Tomatito Légende vivante du Flamenco

'Accompagné de son septet, le maestroTomatito, a conquis le public d’Alegria* qui s’est délecté de la magie des rythmiques métissées de son album « Soy Flamenco ».'  

La mythique Kasbah de Chefchaouen a vibré le temps d’une escale musicale, aux rythmes du flamenco du célèbre José Fernández Torres, alias Tomatito (Petite tomate). Instigateur du nuevo flamenco par excellence, au même titre que le géant Paco de Lucia, le guitariste légendaire a ébloui le public de la ville bleue par sa prestation époustouflante et son doigté hors du commun. Originaire d’Almeria et descendant d’une grande lignée de musiciens de flamenco traditionnel, il porte en lui cet héritage profond qui l’accompagnera à chaque étape de sa carrière. Après avoir accompagné le mythique cantaor Camarón de la Isla, durant les 18 dernières années de sa vie, le guitariste andalou a également arpenté les sentiers du jazz et de la pop pour toucher un plus large public. En 2000, il reçoit le Grammy pour le meilleur album de jazz latin «Spain» (avec Michel Camilo) et le Latin Grammy pour le meilleur album flamenco «Paris, 1987». L’homme aux mains vertigineuses connu pour son engagement dans le développement et la diffusion du flamenco au niveau international, s’est par la suite lancé dans une carrière solo en s’entourant de son propre groupe. En 2013, il crée « Soy flamenco » et se produit dans le monde entier. Une oeuvre, à la fois originelle et métissée pour laquelle il reçoit le Gramy du meilleur album Flamenco et dans laquelle, chants, guitares, percussions et danses célèbrent toutes les variations du genre, des bulerias aux soleas et autres tangos.

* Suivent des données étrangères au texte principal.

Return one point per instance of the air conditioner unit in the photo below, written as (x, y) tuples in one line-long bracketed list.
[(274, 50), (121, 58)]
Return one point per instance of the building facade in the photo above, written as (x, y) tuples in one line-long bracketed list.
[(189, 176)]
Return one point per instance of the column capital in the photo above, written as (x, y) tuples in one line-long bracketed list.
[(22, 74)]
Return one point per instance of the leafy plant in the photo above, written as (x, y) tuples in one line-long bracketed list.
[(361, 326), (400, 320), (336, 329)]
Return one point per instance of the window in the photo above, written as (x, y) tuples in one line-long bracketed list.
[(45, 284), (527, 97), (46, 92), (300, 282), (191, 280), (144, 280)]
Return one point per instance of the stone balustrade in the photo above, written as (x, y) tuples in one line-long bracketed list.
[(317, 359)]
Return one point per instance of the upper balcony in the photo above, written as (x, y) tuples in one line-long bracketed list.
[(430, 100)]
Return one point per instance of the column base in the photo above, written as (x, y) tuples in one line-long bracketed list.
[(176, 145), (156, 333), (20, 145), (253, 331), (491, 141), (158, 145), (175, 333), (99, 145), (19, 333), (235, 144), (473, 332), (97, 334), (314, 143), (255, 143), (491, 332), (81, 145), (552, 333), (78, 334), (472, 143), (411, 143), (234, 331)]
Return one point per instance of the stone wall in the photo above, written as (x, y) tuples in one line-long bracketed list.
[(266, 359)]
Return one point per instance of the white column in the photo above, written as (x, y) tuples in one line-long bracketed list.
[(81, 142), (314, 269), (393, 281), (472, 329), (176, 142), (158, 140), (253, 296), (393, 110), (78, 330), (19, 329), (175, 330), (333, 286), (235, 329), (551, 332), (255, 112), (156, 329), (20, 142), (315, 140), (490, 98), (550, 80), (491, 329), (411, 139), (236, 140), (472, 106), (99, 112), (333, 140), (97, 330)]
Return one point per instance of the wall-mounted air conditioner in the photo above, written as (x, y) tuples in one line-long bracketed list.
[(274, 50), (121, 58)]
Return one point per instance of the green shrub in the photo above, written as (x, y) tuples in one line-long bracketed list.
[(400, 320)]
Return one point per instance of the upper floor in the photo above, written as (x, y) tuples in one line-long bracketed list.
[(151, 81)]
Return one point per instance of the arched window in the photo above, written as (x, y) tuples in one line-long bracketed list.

L’Observateur du Maroc. C’est la 1ère fois que vous vous produisez à Alegria. Quel est votre sentiment?

Tomatito. C’est la 1ère fois que je viens à Chefchaouen, c’est très joli. Je ne me sens pas dépaysé ici, parce qu’on a le même style de musique, pratiquement les mêmes paysages,…J’adore cet endroit, ça me rappelle énormément mes racines, et à chaque fois que je viens au Maroc, je suis ravi, les gens sont très accueillants.

Vous avez accompagné Camaron de la Isla pendant 18 ans. Que représente cette période pour votre carrière ?

Je suis très peiné de la disparition de Camaron, après sa mort, j’ai dû me débrouiller pour faire une carrière en solitaire, et s’il n’était pas mort, j’aurais continué à travailler avec lui. J’étais très heureux de l’accompagner et même aujourd’hui, je suis très fier de cette période de ma vie surtout que Camaron, c’est l’icône du flamenco par excellence, c’est le meilleur. C’est la meilleure période de ma vie, je suis très reconnaissant et très fier parce que c’est grâce à lui que je fais partie des grands noms du flamenco actuel.

Ça vous fait quoi d’être une légende vivante du flamenco ?

Je me sens très mal, parce que ces grands (Paco de Lucia, Camaron,…) n’auraient pas dû mourir... Je suis triste mais en même temps, je suis content d’être encore en vie et entouré de ma famille. C’est une grande satisfaction personnelle. En fait, ce qui est important pour moi, ce n’est pas que je sois une légende vivante, le plus important, c’est d’avoir travaillé avec les grands noms du Flamenco, qui à mon sens, sont les meilleurs. Aujourd’hui, je suis ravi de faire une carrière solo, de pouvoir vivre de ma musique et faire des concerts un peu partout dans le monde.

Vous avez joué avec le grand Paco De Lucia. Quel souvenir en gardez-vous ?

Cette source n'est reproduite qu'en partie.